Moreover, we note that other language in both Sections 361.321 and 361.322 supports
this interpretation. Section 361.322 specifically provides that “[t]he filing of the [appeal] petition
does not prevent the commission from proceeding with the remedial action program under
Subchapter F [i.e., the process that culminates in a 188 order] unless the court enjoins the remedial
action under its general equity jurisdiction.” Tex. Health & Safety Code § 361.322(e). “Hazardous
substances,” the only materials regulated by 188 orders (as opposed to “solid waste,” which Section
361.272 refers to), are included as part of the preponderance-of-the-evidence standard of review, see
id. § 361.322(g) (Commission must prove “actual or threatened release of solid waste or hazardous
substances”), and in the description of parties who must be joined, see id. § 361.322(d) (person
appealing must join “any other person who is or may be liable for the elimination of the actual or
threatened release of solid waste or hazardous substances governed by the administrative order”).
Section 361.321 specifically references Section 361.322, stating that “[e]xcept as provided by
Section 361.322[g],” the issue in an appeal from a Commission action is whether the action is
invalid, arbitrary, or unreasonable. Id. § 361.321(e) (emphasis added). And Section 361.322(h)
provides that “[i]f the appropriateness of the selected remedial action is contested in the appeal of
the administrative order, the remedial action shall be upheld unless the court determines that the
remedy is arbitrary or unreasonable,” meaning that the portion of a 188 order that has been
developed by the Commission using its expertise will be reviewed under the substantial-evidence
standard, and so it is only the elements found in Section 361.322(g) that the Commission bears the
burden of proving by a preponderance of the evidence. Id. § 361.322(h). Considering the statute
as a whole, we conclude that Section 361.322 applies to both 188 orders and 272 orders, and we
overrule the Commission’s first issue.
Although this conclusion means that we need not reach the Commission’s second
issue contending that it issued the Voda Order only under Section 361.188, we note that the plain
language of the Voda Order indicates that it was issued under both Sections 361.188 and 361.272.

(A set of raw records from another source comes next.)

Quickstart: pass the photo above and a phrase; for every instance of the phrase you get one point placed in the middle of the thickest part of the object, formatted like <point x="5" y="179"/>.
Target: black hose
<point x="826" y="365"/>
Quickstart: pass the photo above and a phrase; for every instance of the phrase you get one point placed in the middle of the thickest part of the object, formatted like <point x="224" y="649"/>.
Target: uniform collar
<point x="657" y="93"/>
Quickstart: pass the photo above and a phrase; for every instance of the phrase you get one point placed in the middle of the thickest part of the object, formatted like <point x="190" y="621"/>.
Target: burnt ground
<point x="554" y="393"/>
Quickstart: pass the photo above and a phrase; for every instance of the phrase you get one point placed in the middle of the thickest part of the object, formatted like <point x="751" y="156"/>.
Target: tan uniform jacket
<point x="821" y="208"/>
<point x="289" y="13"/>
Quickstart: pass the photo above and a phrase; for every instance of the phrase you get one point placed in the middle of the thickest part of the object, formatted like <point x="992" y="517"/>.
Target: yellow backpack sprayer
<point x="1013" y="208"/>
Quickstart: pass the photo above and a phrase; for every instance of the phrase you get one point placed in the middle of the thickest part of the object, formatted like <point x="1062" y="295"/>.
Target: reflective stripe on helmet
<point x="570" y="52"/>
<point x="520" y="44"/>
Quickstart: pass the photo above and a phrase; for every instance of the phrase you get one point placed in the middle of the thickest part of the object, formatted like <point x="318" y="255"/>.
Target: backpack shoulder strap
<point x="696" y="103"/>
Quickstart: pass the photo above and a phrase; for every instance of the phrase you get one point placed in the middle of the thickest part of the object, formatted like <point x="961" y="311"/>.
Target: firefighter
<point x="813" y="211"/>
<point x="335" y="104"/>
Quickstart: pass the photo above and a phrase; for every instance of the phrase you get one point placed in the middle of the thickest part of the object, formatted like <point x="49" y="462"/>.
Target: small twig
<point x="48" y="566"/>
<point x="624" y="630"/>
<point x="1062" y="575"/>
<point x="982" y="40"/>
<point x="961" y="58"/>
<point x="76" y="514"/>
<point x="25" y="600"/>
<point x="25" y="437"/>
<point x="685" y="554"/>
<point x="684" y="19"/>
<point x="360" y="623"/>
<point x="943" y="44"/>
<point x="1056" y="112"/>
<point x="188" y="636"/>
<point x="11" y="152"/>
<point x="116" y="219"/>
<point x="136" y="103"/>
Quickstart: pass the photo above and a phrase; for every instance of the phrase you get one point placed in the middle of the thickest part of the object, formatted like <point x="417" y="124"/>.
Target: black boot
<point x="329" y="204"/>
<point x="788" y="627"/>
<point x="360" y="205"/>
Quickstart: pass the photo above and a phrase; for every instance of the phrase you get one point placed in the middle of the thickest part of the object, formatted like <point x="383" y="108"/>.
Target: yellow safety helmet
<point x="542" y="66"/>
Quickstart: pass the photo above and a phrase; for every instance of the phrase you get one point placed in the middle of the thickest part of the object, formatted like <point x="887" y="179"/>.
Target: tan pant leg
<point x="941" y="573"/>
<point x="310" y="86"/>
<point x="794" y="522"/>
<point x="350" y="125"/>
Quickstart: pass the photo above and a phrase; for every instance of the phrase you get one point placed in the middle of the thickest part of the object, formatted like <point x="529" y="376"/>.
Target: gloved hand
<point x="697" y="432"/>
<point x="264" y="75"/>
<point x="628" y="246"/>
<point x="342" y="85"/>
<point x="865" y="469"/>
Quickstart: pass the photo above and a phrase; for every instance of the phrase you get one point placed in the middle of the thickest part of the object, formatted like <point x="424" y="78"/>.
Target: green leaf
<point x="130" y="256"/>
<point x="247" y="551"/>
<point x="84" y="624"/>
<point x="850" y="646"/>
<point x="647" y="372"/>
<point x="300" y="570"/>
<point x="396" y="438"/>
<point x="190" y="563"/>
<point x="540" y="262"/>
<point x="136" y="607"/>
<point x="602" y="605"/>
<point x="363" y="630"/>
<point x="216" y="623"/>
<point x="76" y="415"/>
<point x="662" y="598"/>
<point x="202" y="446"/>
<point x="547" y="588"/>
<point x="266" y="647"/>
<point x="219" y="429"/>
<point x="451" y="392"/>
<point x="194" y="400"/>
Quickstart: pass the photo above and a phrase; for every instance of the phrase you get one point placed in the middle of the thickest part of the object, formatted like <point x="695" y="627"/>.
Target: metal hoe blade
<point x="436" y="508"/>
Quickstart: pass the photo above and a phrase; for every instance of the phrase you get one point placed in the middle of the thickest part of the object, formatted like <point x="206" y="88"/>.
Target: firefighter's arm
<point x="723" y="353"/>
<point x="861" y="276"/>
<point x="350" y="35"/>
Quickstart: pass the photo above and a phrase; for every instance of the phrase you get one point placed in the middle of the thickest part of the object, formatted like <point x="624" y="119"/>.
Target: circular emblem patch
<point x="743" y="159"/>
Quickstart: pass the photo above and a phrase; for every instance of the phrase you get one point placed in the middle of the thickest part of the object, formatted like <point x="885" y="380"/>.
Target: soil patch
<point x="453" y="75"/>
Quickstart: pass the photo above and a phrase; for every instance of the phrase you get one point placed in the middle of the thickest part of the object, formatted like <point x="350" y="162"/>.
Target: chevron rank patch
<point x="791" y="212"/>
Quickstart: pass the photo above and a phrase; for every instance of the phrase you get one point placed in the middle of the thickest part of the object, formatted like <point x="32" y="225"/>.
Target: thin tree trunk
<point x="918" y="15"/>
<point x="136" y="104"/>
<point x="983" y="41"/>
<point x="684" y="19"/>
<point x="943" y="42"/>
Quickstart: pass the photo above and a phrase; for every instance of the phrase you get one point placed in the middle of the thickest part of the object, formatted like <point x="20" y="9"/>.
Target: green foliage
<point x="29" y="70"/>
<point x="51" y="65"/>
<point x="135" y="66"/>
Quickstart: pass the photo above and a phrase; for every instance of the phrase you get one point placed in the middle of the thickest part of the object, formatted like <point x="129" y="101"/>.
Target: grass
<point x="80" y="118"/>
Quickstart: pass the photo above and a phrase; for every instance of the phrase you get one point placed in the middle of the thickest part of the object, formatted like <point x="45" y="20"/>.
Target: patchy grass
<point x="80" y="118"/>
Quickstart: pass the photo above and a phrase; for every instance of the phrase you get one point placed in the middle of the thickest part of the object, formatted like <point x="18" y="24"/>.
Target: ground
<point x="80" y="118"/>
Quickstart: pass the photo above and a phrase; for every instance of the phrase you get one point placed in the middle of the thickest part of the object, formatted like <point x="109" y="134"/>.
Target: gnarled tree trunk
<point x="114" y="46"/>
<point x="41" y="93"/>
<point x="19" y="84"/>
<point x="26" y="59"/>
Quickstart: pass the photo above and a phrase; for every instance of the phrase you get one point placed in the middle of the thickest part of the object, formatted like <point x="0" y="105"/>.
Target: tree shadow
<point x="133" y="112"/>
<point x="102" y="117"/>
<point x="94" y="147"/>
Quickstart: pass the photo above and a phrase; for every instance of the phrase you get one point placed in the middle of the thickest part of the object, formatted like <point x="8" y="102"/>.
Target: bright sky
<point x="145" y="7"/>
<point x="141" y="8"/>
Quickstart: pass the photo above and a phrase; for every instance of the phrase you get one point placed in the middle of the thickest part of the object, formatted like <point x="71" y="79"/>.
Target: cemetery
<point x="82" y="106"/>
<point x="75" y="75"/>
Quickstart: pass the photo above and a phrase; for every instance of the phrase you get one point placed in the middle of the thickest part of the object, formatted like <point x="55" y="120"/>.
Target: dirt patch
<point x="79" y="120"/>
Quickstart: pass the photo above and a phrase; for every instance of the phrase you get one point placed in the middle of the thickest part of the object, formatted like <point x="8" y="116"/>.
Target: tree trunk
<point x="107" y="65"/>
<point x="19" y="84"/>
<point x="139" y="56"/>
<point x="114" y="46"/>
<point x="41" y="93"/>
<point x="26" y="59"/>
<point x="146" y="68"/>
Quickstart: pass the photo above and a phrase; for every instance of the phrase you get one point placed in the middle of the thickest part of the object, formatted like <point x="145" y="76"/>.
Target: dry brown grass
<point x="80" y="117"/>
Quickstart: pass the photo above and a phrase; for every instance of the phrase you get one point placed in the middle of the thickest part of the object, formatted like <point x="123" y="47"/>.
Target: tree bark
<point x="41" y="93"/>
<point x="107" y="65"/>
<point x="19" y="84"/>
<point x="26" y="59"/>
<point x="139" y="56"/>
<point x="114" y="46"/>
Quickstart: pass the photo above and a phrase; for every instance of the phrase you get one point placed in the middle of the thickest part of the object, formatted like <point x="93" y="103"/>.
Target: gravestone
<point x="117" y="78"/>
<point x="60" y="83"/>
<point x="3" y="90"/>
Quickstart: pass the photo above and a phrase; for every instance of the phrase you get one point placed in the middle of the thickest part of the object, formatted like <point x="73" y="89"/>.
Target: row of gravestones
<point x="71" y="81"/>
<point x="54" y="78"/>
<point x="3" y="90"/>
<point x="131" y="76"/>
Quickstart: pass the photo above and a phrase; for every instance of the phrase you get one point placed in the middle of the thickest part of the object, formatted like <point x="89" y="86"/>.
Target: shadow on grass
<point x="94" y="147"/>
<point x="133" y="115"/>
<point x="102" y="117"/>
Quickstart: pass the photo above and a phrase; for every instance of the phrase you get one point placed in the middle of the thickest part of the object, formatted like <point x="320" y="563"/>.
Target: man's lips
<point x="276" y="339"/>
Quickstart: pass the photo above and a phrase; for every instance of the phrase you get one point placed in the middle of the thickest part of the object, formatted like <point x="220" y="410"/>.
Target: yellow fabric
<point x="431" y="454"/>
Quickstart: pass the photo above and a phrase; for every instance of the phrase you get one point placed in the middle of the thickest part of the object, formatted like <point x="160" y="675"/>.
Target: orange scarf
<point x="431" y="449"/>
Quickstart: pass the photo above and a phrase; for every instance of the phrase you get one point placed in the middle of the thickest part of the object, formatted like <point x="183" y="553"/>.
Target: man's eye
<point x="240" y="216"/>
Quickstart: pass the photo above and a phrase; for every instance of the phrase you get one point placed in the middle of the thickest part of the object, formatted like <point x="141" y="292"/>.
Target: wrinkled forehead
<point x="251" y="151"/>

See Office of Pub. Util. Counsel v. Texas-New Mexico Power Co., 344 S.W.3d 446, 450-51 (Tex.
App.—Austin 2011, pet. denied) (courts apply same rules when construing order of administrative
agency that are applied when construing statutes). In addition to the introductory language at the
beginning of the Order, there are provisions throughout the Order that indicate it was issued under
Section 361.272 as well as Section 361.188, including references to “solid waste,” not just
“hazardous substances.” We also note that the Commission conducted itself in the trial court for
four years as if the Order were appealable under Section 361.322, not just Section 361.321. After
issuing an order incorporating both Sections and proceeding for years as if the parties would try the
case under a preponderance-of-the-evidence standard, the Commission’s reversal of position for
strategic reasons does not change the essential nature of the Voda Order.
In its third issue, the Commission does not dispute that both Sections 361.321 and
361.322 contain waivers of immunity because the Legislature has conferred a right of judicial
review; instead, it asserts that courts lack subject-matter jurisdiction to review the Voda Order under
any section other than Section 361.321. We overrule this issue based on our conclusion that Section 2
361.322 applies to 188 orders.
Outcome: Having concluded that Section 361.322 applies to administrative orders issued under both Sections 361.188 and 361.272 and that Section 361.322 contains a waiver of sovereign immunity, we affirm the trial court’s order denying the Commission’s plea to the jurisdiction.